The silk road remained pretty much the same between 200 BCE to 1450 CE. During this time disease, culture and trade spread all around from Asian to European markets. The Silk Road started as a trade route between Europe and Asia. Asians prospered from exporting goods such as silk, spices, porcelain, and jade, to Europeans who were interested in luxury items. It quickly turned in to a pathway for the trade of knowledge.
Goods were not the only thing traded on the Silk Road though so was disease. The most notable was the Bubonic Plague, or in layman’s terms the Black plague. The plague originated from the Mongols and spread westward with the help of the Silk Road. With so many merchants from all over the spread was inevitable. Whether goods were carried from animal or boat the plague was transferred from one man to the next. Anything that reached the Silk Road was spread across Europe, the Middle East and Asia.

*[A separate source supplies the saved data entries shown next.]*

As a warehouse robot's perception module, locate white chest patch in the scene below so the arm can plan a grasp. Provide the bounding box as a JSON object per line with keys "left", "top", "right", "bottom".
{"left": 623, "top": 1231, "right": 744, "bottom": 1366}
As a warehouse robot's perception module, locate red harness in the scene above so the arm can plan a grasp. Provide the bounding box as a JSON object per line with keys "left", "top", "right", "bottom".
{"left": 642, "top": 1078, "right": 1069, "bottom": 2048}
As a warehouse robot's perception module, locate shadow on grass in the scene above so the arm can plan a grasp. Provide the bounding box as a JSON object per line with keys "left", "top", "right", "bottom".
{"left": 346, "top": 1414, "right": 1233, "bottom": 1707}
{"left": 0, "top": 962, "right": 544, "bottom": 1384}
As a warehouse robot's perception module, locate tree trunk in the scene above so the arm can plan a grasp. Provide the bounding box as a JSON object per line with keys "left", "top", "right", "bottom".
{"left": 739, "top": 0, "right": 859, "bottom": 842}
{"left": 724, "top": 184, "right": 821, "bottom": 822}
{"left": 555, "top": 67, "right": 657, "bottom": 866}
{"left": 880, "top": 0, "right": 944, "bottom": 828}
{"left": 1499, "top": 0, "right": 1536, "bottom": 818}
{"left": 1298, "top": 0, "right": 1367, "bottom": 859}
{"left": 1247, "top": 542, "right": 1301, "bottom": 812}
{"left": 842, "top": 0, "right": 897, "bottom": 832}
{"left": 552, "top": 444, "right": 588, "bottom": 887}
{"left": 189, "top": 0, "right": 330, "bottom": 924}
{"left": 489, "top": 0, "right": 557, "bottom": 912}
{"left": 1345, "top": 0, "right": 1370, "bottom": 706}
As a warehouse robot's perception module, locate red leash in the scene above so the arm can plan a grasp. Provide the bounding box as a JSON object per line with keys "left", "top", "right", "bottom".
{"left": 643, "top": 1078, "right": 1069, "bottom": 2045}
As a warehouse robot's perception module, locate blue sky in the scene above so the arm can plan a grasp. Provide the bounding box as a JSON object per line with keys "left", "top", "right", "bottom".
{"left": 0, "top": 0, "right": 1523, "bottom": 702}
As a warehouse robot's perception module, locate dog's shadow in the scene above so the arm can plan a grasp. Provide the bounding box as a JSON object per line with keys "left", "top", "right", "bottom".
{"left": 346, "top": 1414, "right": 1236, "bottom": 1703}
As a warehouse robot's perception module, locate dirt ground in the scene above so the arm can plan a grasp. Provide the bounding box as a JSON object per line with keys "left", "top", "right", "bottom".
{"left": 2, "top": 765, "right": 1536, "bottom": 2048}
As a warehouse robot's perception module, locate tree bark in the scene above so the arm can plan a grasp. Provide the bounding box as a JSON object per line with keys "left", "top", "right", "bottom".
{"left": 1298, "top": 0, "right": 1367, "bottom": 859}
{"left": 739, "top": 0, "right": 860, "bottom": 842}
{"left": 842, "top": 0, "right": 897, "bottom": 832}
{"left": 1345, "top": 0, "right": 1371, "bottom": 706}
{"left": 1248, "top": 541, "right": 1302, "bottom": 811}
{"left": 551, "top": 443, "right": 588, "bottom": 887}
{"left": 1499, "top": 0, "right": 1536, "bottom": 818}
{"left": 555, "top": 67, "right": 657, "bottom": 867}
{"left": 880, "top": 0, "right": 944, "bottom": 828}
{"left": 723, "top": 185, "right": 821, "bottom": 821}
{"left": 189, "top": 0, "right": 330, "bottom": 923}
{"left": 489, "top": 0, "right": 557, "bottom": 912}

Religion was also spread along the Silk Road. Islam grew huge because merchants liked Islam very much. Islamic nations along the Silk Road were also very advanced due to their contact to the Gupta Dynasty in India. As a result, Europeans gained this knowledge when they went on the Crusades against the Muslims.
Many things along the Silk Road have changed. Goods, knowledge, diseases and religions were traded from Asia to Europe. The Silk Road evolved from the trade of simple goods to the trade of knowledge, culture and a way of life.